This blog post explains a common and versatile approach to OpenGL picking called "ray picking". An example in pseudo-code is given below.

Picking is the process of finding objects in your scene based on user input. Most commonly, you want to determine what object a user has clicked with his mouse. The 2D mouse coordinates serve as a reference on the view port to identify the projected objected that has been clicked. A similar scenario is a first person shooter, where the gun is basically the picking pointer. If you shoot the gun, the trajectory of the bullet is traced through the scene and collisions are detected, similar to a laser pointer shooting a ray through a scene until it hits an object and marks it with a small red dot.

### OpenGL Selection Mode vs. Ray Picking

There are two common ways of implementing picking. The first one makes use of a special OpenGL feature in which you render your scene in a "selection mode". In selection mode, you render your scene a few pixels around your mouse cursor.

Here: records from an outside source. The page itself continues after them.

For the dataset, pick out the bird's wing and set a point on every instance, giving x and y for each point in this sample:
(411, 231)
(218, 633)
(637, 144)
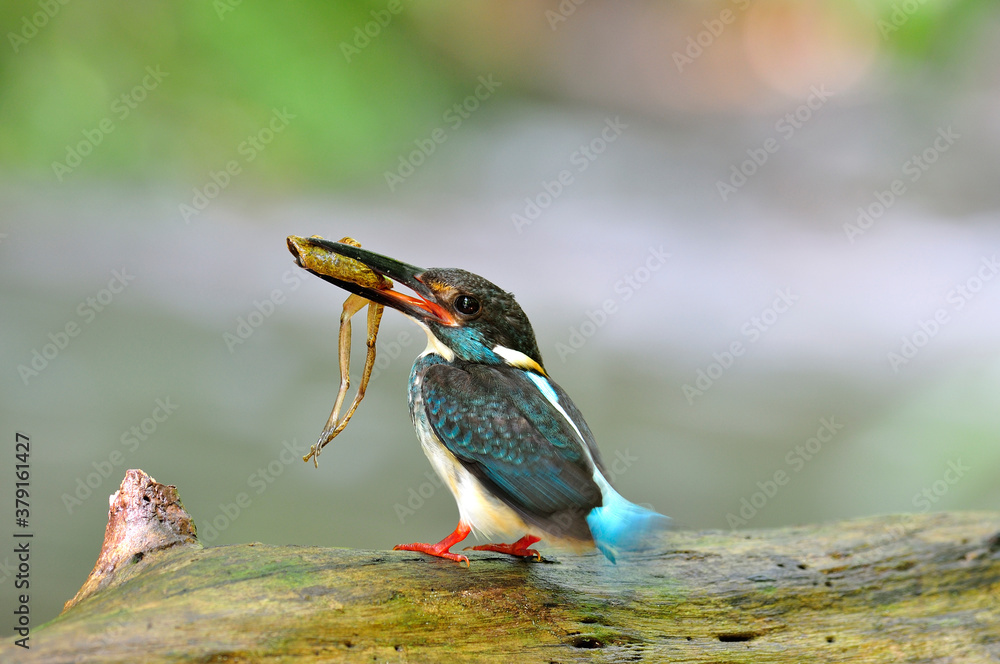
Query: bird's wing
(504, 430)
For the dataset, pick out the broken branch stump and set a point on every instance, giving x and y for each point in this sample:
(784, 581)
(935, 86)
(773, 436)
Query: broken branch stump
(908, 588)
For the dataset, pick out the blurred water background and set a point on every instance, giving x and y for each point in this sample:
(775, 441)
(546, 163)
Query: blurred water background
(757, 240)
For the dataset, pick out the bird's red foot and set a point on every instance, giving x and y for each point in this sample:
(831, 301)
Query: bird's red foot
(518, 548)
(441, 548)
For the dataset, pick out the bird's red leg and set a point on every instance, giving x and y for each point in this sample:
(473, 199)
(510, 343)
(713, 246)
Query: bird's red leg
(440, 549)
(518, 548)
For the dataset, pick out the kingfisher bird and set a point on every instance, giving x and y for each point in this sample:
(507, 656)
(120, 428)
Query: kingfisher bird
(507, 441)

Also, you don't render to the frame buffer but to a special depth buffer from which you later read-out previously labeled polygons.

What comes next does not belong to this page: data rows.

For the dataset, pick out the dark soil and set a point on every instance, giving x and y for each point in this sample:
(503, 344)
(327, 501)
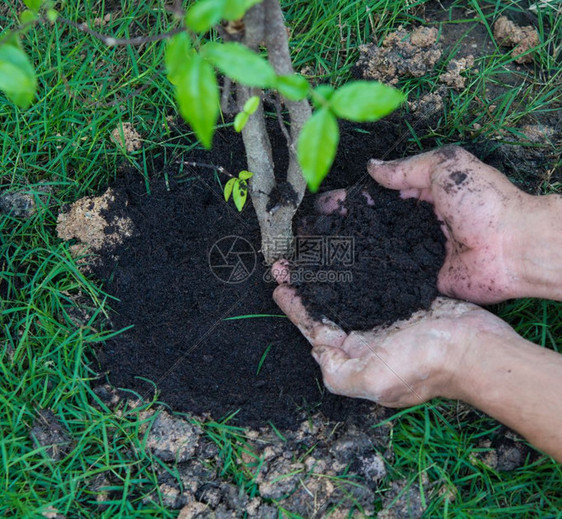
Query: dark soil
(197, 360)
(383, 260)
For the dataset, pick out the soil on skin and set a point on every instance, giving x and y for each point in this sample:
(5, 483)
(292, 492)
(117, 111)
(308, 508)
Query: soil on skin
(383, 260)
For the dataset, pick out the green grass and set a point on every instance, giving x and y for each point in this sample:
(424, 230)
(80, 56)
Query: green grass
(60, 149)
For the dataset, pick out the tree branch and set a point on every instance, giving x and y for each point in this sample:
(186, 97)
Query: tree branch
(254, 134)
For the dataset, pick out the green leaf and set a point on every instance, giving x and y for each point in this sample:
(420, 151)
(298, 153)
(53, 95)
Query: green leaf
(321, 95)
(245, 175)
(317, 146)
(251, 105)
(228, 188)
(239, 195)
(292, 87)
(205, 14)
(240, 121)
(17, 76)
(178, 49)
(235, 9)
(197, 93)
(27, 17)
(34, 5)
(362, 101)
(240, 63)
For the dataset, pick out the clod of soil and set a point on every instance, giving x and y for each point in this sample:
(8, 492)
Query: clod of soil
(127, 137)
(86, 223)
(402, 54)
(380, 262)
(521, 39)
(411, 54)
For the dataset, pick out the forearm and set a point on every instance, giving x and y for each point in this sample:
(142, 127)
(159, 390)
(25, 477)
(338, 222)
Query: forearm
(539, 249)
(516, 382)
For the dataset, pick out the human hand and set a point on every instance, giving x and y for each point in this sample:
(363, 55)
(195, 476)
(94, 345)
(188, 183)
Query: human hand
(405, 364)
(485, 219)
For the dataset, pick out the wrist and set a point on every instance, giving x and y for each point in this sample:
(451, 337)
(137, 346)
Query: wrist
(536, 248)
(480, 337)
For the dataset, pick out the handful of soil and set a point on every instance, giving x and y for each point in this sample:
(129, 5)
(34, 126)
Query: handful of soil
(379, 263)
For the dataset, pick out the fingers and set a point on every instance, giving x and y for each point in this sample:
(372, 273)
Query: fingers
(415, 173)
(404, 174)
(316, 333)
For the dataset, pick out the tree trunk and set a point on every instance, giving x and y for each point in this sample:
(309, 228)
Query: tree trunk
(264, 24)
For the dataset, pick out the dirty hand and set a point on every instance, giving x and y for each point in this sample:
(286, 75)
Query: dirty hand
(501, 242)
(405, 364)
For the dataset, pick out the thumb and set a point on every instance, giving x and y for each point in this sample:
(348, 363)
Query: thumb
(410, 173)
(342, 375)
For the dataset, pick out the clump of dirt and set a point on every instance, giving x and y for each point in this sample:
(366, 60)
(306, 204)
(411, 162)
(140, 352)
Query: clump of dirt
(312, 469)
(520, 39)
(48, 432)
(411, 54)
(382, 260)
(455, 68)
(127, 137)
(88, 222)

The second approach is the aformentioned "Ray Picking" and is independent from OpenGL. As outlined above, it simulates a line that is shot through the scene until it hits an object. I personally prefer this approach for the following reasons:

- You don't need an additional render pass. A render pass can take some considerable amount of time and special clipping/culling code is required to only render the small part of the scene which you want to perform the picking on. In addition, you render a less complex scene (omitting textures, lighting, normals, etc) in selection mode if possible which can add a high degree of complexity to your drawing routines (imagine breaking up display lists). Ray picking obviously requires some code to trace the ray through your scene, but this is usually less complex.
- Ray picking can be done independently from the rest of the game code as a simultaneous and "read-only" operation on the scene graph. In some environments such as AWT/JOGL where the input devices are handled by a separate thread, your picking code can run as part of the handler thread and does not impact the performance of the rest of the game. This comes in handy especially in scenarios where you need to perform picking very often (eg. mouse hovering, target laser on the in-game gun).
- In pretty much all Java environments, calling OpenGL takes a considerable amount of time due to JNI. It is therefore beneficial to minimize the number OpenGL calls. Rendering in selection mode would mean additional OpenGL calls that I rather substitute with ray picking.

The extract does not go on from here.